Türkiye’nin Cenevre zirvesinde adada iki egemen devlet kurulmasına yönelik teklifi, görüşmelere kilit vurma niyetinin ilanı idi.
Bu önerinin Rumlar ve uluslararası camia tarafından kabul edilmeyeceği kesin idi.
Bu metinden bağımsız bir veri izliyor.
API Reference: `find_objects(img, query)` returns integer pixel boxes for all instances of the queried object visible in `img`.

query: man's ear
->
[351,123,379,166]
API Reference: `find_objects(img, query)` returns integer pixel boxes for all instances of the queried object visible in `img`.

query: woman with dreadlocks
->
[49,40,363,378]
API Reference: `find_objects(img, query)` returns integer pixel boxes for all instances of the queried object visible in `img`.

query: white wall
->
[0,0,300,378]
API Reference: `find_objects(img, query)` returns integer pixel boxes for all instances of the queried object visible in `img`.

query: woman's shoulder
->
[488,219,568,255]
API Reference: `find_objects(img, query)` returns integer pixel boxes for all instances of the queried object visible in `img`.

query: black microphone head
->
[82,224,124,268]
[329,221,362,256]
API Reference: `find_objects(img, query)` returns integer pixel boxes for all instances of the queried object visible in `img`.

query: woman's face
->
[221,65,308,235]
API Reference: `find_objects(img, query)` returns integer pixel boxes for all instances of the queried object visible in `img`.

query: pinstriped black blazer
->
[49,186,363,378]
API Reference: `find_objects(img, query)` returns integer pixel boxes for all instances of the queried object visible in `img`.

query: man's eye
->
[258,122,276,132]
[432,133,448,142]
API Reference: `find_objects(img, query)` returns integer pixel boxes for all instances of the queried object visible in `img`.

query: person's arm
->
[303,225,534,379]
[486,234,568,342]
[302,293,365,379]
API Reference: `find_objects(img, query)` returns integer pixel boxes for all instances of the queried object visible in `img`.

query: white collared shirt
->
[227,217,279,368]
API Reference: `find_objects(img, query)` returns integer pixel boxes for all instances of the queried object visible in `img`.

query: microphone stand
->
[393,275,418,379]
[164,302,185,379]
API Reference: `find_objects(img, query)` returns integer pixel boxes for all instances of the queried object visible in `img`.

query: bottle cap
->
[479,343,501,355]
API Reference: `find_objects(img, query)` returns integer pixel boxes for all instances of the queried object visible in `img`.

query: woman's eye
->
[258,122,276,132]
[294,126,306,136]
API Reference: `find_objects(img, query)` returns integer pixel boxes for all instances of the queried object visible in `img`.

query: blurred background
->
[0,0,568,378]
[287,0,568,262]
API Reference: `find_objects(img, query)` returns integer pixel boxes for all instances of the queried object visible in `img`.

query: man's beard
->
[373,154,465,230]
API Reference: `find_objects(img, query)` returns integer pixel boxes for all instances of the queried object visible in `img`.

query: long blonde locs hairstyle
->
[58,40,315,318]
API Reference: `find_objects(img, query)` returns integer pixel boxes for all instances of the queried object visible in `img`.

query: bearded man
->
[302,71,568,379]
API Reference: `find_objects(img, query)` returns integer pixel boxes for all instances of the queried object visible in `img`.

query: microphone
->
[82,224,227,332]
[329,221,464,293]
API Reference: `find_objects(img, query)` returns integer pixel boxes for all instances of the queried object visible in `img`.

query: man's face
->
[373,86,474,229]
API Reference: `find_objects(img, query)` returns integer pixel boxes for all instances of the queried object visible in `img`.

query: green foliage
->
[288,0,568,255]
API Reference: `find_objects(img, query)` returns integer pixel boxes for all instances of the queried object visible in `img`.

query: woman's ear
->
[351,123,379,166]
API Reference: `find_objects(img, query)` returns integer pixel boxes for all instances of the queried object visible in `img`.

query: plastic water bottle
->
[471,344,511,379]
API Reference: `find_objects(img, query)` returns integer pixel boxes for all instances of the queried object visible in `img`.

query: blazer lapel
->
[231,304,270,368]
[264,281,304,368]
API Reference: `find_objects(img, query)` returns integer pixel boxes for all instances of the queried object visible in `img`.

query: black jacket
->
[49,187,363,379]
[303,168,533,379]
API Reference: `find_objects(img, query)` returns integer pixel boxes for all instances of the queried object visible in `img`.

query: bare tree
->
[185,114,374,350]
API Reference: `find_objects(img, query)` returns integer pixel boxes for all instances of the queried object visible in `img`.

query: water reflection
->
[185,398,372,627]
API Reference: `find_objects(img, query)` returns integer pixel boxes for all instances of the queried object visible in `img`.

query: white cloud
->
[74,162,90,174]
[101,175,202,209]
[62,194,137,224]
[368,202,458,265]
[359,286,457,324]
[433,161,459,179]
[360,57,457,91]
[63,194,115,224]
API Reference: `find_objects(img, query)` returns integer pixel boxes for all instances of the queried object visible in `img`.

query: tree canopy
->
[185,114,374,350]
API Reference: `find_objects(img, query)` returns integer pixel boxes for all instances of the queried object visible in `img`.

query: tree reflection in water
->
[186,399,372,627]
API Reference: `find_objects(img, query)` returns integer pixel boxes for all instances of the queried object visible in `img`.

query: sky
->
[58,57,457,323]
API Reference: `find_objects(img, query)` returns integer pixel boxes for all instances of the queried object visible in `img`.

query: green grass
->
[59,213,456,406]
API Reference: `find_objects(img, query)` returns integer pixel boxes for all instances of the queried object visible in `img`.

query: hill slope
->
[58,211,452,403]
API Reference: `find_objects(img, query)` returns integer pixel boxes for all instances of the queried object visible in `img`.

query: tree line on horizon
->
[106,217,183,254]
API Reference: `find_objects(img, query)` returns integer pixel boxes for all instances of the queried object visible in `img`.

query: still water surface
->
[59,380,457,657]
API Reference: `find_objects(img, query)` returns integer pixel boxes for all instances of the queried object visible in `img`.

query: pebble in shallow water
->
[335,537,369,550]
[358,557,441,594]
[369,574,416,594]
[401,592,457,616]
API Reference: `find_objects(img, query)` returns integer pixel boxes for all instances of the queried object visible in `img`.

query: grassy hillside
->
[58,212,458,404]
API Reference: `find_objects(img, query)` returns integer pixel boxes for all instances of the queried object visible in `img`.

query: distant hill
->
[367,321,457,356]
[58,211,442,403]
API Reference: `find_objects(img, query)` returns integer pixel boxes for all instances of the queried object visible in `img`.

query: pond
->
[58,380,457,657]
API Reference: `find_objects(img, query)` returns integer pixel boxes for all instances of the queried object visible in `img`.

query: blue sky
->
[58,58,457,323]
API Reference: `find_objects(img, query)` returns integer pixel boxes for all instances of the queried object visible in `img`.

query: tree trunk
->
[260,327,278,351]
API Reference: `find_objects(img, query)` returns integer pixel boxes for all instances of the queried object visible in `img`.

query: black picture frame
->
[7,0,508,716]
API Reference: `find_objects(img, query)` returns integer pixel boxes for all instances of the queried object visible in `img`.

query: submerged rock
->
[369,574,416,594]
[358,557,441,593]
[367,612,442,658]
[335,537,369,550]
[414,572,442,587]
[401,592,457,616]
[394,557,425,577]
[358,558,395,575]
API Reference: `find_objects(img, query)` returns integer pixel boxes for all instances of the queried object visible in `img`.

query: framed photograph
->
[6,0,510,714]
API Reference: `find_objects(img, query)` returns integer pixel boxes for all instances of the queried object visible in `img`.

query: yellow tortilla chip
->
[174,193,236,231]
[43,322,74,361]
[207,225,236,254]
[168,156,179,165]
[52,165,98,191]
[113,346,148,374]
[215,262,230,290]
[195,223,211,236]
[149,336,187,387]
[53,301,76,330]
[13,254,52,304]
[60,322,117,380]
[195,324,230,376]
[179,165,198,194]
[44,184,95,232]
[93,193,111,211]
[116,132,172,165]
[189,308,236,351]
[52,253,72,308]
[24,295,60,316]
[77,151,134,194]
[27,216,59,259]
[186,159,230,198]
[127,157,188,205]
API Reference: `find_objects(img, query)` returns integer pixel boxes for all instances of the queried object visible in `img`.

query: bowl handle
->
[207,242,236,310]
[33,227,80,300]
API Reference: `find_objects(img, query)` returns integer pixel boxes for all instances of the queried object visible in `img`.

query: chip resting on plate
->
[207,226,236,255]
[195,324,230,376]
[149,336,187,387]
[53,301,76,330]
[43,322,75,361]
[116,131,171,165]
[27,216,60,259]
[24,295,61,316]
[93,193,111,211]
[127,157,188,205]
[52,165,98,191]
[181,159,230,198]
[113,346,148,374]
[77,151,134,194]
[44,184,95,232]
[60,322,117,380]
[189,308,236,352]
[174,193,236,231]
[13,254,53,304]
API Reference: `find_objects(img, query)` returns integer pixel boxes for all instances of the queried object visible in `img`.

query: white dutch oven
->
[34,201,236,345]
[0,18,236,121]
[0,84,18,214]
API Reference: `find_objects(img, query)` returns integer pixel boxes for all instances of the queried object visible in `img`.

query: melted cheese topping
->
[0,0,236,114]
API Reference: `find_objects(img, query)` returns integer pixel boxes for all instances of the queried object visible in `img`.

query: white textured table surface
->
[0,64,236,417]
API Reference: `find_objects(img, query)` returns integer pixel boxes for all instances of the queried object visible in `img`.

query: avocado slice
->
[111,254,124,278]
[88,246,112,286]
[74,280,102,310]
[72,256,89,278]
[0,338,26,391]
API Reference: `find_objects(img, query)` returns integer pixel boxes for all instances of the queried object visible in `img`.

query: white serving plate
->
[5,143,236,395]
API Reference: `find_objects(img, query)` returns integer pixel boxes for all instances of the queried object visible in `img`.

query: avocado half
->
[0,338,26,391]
Bile bile yapılması Türkiye yönünden adada bir dönemin kapanıp bir başkasının açıldığının duyurusu
oldu.
Yeni gerçek şudur: Kıbrıs sorununun sıklet merkezi toplumlararası görüşmelerden, AKP’nin KKTC’yi tam zapturapt altına alma projesine kaydı.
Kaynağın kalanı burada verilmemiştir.